Brades Resource (TSXV:BRA) signed an agreement to acquire the Lorne Lake uranium property in Saskatchewan’s Western Athabasca Basin. The property comprises approximately 97,500 acres with regional proximity to Cameco’s Centennial deposit to the east and the Patterson Lake South discovery to the west. The geology of the property consists of faults and lineaments that, according to the news release, “parlay over favorable magnetic geophysical data, a combination which has been highly conducive to past uranium discoveries in the Basin.”

Forum Uranium (TSXV:FDCacquired a strategic 100-percent interest in the Highrock South property in Saskatchewan’s Athabasca Basin. The 1,381-hectare property is located 15 kilometers south of the Cameco/AREVA (EPA:AREVA) Key Lake uranium processing facility and is a continuation of the prospective key Lake/Black Forest conductive trend that hosts the Key Lake uranium deposits.

A $6.95-million summer drill program has commenced at the Patterson Lake South property, a joint venture between Alpha Minerals (TSXV:AMW) and Fission Uranium (TSXV:FCU) outside the Athabasca Basin in Saskatchewan. The program will consist of approximately 11,000 meters and will focus on testing for continued expansive delineation of the three high-grade uranium mineralized zones discovered during the 2013 winter program. The partners announced partial results from the first hole drilled. “Hole PLS13-072 … has so far returned a broad 85.5m interval (62.0m – 147.5m) of variably radioactive mineralization including a total of 18.93m of off-scale (>9999 cps) radioactivity in numerous narrower intervals throughout,” states the press release.

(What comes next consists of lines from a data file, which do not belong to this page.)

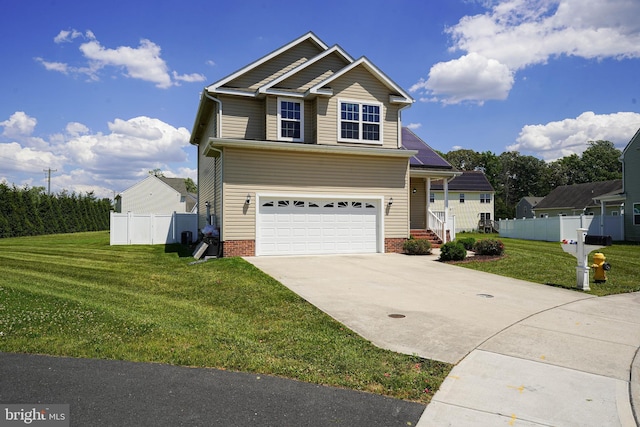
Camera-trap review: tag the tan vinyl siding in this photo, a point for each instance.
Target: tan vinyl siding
(251, 172)
(243, 118)
(272, 119)
(276, 67)
(357, 85)
(313, 74)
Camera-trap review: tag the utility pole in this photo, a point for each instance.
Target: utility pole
(48, 171)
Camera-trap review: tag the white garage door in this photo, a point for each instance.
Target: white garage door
(316, 226)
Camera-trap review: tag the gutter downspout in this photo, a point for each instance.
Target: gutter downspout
(400, 124)
(218, 135)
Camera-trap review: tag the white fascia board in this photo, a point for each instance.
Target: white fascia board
(235, 92)
(433, 173)
(217, 143)
(631, 141)
(309, 36)
(404, 96)
(335, 49)
(285, 93)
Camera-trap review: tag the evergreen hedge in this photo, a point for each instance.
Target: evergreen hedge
(31, 212)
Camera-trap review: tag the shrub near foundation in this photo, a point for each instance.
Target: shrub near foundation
(452, 251)
(488, 247)
(417, 247)
(468, 242)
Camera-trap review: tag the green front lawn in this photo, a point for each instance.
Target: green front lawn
(74, 295)
(547, 263)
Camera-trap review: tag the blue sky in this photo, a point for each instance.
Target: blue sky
(103, 92)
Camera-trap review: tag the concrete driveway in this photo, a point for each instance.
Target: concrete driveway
(526, 354)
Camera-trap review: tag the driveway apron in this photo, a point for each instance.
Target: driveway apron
(526, 354)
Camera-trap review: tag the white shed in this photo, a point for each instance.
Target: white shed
(157, 195)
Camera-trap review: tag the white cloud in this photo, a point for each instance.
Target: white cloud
(554, 140)
(94, 161)
(189, 78)
(142, 62)
(65, 36)
(76, 129)
(19, 124)
(520, 33)
(472, 78)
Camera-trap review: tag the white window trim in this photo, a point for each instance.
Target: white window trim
(379, 200)
(297, 101)
(359, 140)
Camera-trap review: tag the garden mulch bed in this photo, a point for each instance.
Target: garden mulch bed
(478, 258)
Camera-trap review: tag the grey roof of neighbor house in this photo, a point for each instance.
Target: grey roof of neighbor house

Fission also reported that it has filed a patent application for an invention related to an airborne system and method for detecting and mapping locations of radioactive geologic deposits such as boulders and rock clusters. The invention allows for a high-resolution survey, improving upon current airborne surveying methods for radioactive deposits. Fission used the system and method to discover the high-grade uranium boulder field at its Patterson Lake South property.

 

Securities Disclosure: I, Melissa Pistilli, hold no direct investment interest in any company mentioned in this article.